David Pogue of Scientific American has a great summarization of the net neutrality debate. I suppose the core of the problems happening over the heads of those in the world – not just the United States – is how the FCC classifies things in an antiquated system rather than create a new classification. The lines between being a provider of telecommunications and providing telecommunication services are said to be blurred, but the reality is that they no longer exist. The people who own the infrastructure are competing with those that don’t.

Businesses that do not own the infrastructure are at a disadvantage. They can be squeezed out by those who do own the infrastructure, effectively monopolizing user services. The end user – us, all of us – doesn’t get the variety that it would otherwise have when those that control the infrastructure can make sure that their services can run faster than their competitors. That’s the core of the issue for users.

The Local Context.

In Trinidad and Tobago and likely throughout the Caribbean, Digicel is cheering the repeal of what was called Network Neutrality (I could say it wasn’t for a variety of reasons). Their premise is actually quite real – they are rolling out infrastructure in the region at a cost, and shouldn’t they get their cost back? Of course they should, why would anyone invest in something that they don’t get paid back for? There is no digital philanthropy here, and Trinidad and Tobago’s National ICT Plans have always pushed broadband penetration, enough so that I’m surprised an over-exuberant feminist hasn’t accused the phrasing of misogyny.

Others in the local context of telecommunications have been relatively silent so far – perhaps wisely so – despite the fact that we’re connected to the U.S. pretty directly economically, through Internet connections, and through other things.

What it means, though, is that applications not owned by local providers – Digicel and bMobile mainly, since the most common data usage is through mobile phones, is that they could create competing applications to… for example… WhatsApp, and make WhatsApp undependable in the same twist. And of course, since these same providers have to report to the government by Law, will give away the encrypted anonymity that seems to only hide poor political commentary and bad pornography. Maybe there’s more to it than that, but I haven’t been added to the LOLCats group (please, don’t invite me).

It means local startup companies will have to get the blessings of those who own the infrastructure and maintain a relationship with them – practically at gunpoint.

Yet Digicel makes a valid point: Why invest in infrastructure if you don’t get paid for it?

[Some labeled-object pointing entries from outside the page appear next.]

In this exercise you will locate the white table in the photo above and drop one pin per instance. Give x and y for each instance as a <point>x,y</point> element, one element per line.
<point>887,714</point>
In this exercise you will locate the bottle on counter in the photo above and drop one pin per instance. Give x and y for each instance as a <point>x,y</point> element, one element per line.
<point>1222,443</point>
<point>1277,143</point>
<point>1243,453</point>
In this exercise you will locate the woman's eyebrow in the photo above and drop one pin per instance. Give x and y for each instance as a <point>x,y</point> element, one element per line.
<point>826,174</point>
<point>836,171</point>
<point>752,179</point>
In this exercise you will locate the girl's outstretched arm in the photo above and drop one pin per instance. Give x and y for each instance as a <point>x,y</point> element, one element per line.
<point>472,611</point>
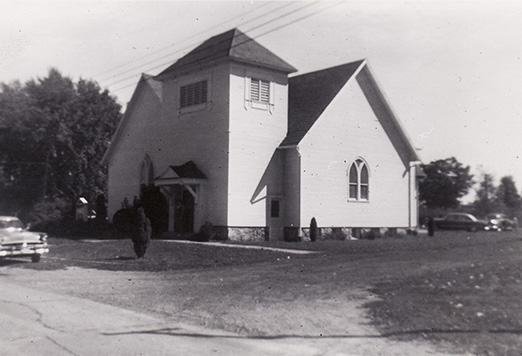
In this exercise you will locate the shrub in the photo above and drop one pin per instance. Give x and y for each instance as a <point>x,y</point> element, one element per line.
<point>142,233</point>
<point>205,233</point>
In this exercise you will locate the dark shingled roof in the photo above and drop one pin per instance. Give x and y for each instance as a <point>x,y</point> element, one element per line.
<point>188,170</point>
<point>232,44</point>
<point>309,95</point>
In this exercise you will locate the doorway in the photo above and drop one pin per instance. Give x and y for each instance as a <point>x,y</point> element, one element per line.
<point>184,211</point>
<point>276,221</point>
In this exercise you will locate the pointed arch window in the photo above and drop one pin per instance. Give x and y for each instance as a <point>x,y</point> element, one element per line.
<point>359,181</point>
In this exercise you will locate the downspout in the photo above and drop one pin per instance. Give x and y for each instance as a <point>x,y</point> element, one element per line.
<point>413,200</point>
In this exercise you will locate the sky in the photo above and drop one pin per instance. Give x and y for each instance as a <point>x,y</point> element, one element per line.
<point>451,70</point>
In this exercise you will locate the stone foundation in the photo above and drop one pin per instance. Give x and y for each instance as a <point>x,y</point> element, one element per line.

The debate is much more nuanced than what is presented – arguably, by design. Show me a Member or Parliament, though, who has taken a stance on network neutrality. They don’t really care too much, and that National ICT plan doesn’t address it in any way. It makes us completely dependent on our own legislation, and our own legislation – despite some bold and debatable efforts by the present government – is not fast, is not as comprehensive as they might like to think, and is going to require more intellectual capital to debate and enforce than anyone seems interested in mustering.

We’re along for the ride in Trinidad and Tobago, hoping for a water taxi but instead getting a ferry to Tobago in a country that should be making strides toward progress… not stagnation. It should be making bold moves – debatable moves – that push the envelope for local talent to strike it’s colours boldly on an infrastructure being built rather than making a mockery of it by making it consumption only with no regard to using it for creating foreign exchange (we can talk about those banks another time, right?).

We could be using our infrastructure to leverage foreign exchange income, subsidizing it’s roll out while diversifying the economy. That’s not what we’re doing, and that’s why Network Neutrality is not even discussed outside of Digicel Press Releases.